Convert pandas dataframe to custom dictionary-CodePudding

I have a dataframe that I need to convert to a dictionary in a specific format. An example of the dataframe data (not real data for ease of presentation) is shown below:

Here is csv of the input:

col1,col2,col3,col3    
abc,1,2,3    
abc,4,5,6    
bcd,10,11,12    
bcd,33,22,11    
cde,3,43,23    
cde,43,23,56

The resulting dictionary should be in the following format:

{ abc: [[abc, 1, 2, 3], [abc, 4, 5, 6]],  bcd: [[bcd, 10, 11, 12], [bcd, 33, 22, 11]],  cde: [[cde, 3, 43, 23], [cde, 43, 23, 56]] }

Is there an efficient (time to process) way to do such conversion?

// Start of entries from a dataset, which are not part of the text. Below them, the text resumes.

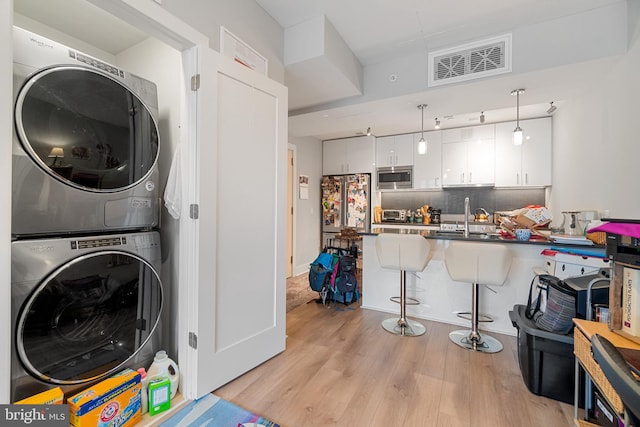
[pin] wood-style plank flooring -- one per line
(341, 368)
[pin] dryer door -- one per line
(89, 317)
(86, 129)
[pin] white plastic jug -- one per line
(165, 367)
(144, 396)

CodePudding user response：

Sounds like

{k: v.to_numpy() for k, v in df.groupby(df.col1)}

does what you want; outputs

>>> {k: v.to_numpy() for k, v in df.groupby(df.col1)}
{'abc': array([['abc', 1, 2, 3],    ['abc', 4, 5, 6]], dtype=object),
 'bcd': array([['bcd', 10, 11, 12], ['bcd', 33, 22, 11]], dtype=object), 
 'cde': array([['cde', 3, 43, 23],  ['cde', 43, 23, 56]], dtype=object)
}

This has the advantage of being quite fast, so long as the numpy ndarrays are suitable for further use in your case.

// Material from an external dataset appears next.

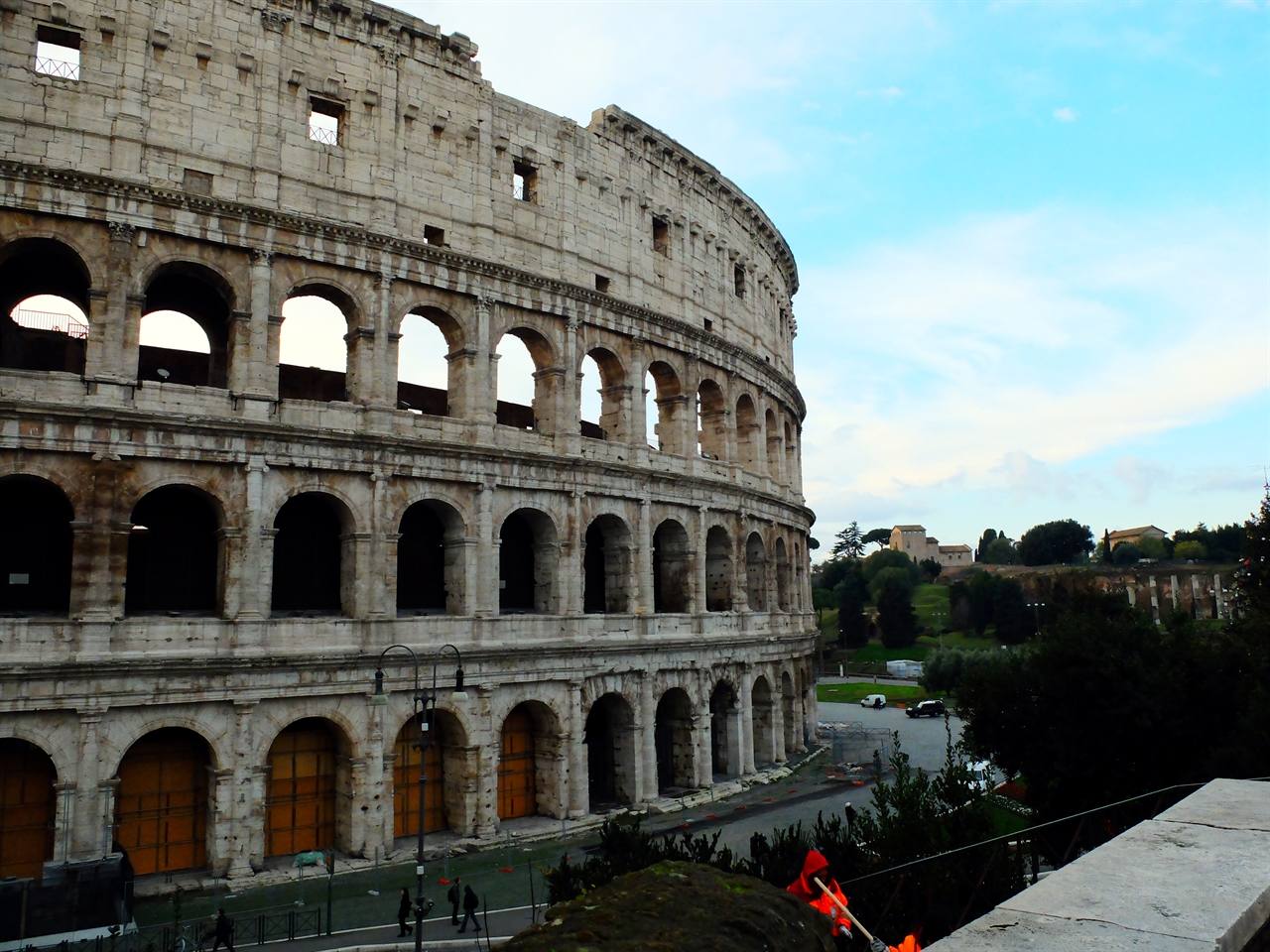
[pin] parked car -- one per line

CodePudding user response：

You could do it like this:

from collections import defaultdict

df = pd.read_csv('test.csv')
dct = defaultdict(list)
for idx, row in df.iterrows():
  values = list(row.values)
  col1 = values[0]
  dct[col1].append(values)

Output:

defaultdict(list,
            {'abc': [['abc', 1, 2, 3], ['abc', 4, 5, 6]],
             'bcd': [['bcd', 10, 11, 12], ['bcd', 33, 22, 11]],
             'cde': [['cde', 3, 43, 23], ['cde', 43, 23, 56]]})